Methods: A total of 587 subjects clinically and neuroradiologically intact were included. MEPs were recorded during mild tonic contraction through a circular coil applied over the "hot spot" of the first dorsal interosseous and tibialis anterior muscles (TAs), bilaterally. Central motor conduction time (CMCT) was estimated as the difference between MEP cortical latency and the peripheral motor conduction time (PMCT) by cervical or lumbar magnetic stimulation. Peak-to-peak MEP amplitude to cortical stimulation and right-to-left difference of each parameter were also measured.

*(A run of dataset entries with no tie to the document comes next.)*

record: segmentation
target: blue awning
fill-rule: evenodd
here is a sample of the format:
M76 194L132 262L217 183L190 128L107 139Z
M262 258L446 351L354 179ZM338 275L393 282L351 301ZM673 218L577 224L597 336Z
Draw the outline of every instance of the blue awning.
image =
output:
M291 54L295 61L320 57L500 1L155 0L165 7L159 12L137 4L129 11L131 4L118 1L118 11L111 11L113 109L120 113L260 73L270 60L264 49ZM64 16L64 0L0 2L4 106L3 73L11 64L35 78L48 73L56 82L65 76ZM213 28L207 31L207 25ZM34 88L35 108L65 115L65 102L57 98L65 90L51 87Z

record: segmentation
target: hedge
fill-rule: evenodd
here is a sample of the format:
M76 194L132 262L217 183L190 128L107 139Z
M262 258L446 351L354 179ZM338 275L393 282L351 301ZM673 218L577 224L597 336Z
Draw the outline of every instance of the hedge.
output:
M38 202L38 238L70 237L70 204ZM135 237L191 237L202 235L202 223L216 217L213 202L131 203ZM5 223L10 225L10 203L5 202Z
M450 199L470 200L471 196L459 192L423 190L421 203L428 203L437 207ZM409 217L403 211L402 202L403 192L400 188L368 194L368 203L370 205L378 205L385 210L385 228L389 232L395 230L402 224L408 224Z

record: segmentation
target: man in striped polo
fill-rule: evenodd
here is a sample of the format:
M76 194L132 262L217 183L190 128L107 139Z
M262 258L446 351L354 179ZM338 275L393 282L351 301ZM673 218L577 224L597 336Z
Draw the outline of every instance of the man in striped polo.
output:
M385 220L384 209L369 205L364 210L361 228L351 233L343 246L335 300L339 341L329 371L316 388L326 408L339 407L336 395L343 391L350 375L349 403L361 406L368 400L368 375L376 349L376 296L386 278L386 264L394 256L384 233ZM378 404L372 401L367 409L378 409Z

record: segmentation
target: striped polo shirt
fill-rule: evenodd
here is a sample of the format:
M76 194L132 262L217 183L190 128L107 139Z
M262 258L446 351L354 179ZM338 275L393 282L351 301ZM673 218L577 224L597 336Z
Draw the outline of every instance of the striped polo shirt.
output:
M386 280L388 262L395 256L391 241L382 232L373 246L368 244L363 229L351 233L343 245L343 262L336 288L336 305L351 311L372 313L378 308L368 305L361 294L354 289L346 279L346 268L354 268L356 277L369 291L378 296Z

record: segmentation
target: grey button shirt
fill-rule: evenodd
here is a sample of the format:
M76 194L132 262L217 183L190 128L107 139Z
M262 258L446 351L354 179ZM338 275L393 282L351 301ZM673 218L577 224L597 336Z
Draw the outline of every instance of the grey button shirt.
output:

Results: After Bonferroni correction, general linear (multiple) regression analysis showed that both MEP cortical latency and PMCT at four limbs positively correlated with age and height. At lower limbs, an independent effect of sex on the same measures was also observed (with females showing smaller values than males). CMCT correlated with both age (negatively) and height (positively) when analyzed by a single regression; however, with a multiple regression analysis this significance disappeared, due to the correction for the multicollinearity within the dataset.
Conclusion: Physical individual features need to be considered for a more accurate and meaningful MEPs interpretation. Both in clinical practice and in research setting, patients and controls should be matched for age, height, and sex.
Keywords: central motor conduction time; motor evoked potentials; physical variables; reference values; transcranial magnetic stimulation; translational neurophysiology.